先勝した豊島将之王位 王位戦中継ブログより
敗れた木村一基九段 王位戦中継ブログより
【第3図は△7九飛まで】
第3図は第67期王座戦挑戦者決定トーナメントの準決勝(▲羽生善治九段△豊島将之二冠)。羽生九段が意表の先手四間飛車を選び、豊島二冠が急戦に出ました。対抗形らしく長い戦いとなりましたが、ここから▲8三歩成△7六歩▲7三歩成と、双方と金攻めに出ました。「と金の遅早」とは言いますが、どちらもかなり遠くからと金を作っています。結果的に先手のと金は働かず、後手がと金をうまく活用して競り勝ちました。二冠に後退した豊島二冠ですが、三冠復位を目指します。
【第4図は▲6八玉まで】
第4図は第32期竜王戦決勝トーナメント(▲久保利明九段△藤井聡太七段)。藤井七段が押し気味に進めていましたが、久保九段の強靭な粘りで決めきれず、図は逆転模様です。双方一分将棋で難解な競り合いの中、△5一歩が「大駒は近付けて受けよ」の手筋。取れば△4一金打のように竜取りで受けることができます。

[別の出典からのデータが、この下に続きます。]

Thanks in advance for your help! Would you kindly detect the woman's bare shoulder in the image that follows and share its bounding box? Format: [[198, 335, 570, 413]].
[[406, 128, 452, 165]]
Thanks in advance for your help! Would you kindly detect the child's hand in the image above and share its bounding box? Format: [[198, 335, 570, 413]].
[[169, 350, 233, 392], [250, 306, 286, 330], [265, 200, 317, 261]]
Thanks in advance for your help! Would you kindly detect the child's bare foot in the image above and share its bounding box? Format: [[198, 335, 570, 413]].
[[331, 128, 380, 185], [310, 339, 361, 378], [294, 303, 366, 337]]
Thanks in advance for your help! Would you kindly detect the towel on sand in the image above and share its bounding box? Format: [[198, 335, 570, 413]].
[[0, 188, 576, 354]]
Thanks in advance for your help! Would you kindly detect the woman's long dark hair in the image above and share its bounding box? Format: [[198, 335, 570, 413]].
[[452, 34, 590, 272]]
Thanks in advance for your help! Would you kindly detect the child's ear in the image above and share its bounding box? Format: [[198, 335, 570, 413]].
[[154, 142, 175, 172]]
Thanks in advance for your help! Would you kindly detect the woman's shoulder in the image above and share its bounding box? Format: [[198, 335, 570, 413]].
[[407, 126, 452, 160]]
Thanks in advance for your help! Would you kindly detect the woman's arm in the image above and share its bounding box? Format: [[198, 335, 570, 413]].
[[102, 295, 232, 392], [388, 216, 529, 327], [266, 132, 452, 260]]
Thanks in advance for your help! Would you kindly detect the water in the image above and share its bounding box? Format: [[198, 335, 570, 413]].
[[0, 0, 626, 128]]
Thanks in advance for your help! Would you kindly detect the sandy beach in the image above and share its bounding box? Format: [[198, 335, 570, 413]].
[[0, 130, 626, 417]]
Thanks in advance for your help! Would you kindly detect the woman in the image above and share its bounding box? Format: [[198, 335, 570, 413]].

実戦は▲2二銀で後手玉に迫り、際どく先手の勝ち筋でしたが、最後は長手数の詰みを逃し藤井七段の勝ちとなりました。
敗れた久保利明九段 竜王戦中継ブログより
熱戦を制した藤井聡太七段 竜王戦中継ブログより
【第5図は▲3四歩まで】
第5図は第27期銀河戦本戦Bブロック最終戦(▲渡辺二冠△糸谷哲郎八段)。先手は1八飛の横利きが強く、見た目よりは安全です。攻めても勝てない後手は△4四玉と▲6二馬や▲5四歩を先受けしました。対する▲5四歩も手筋ですが、さらに△3五玉が「中段玉寄せにくし」です。▲5三歩成に△2七銀と打って、攻防に利いている飛車を取りにいきました。以降も熱戦が続きましたが、結局相入玉で持将棋となりました。指し直し局は渡辺二冠(収録時)が制し、決勝トーナメント進出を決めています。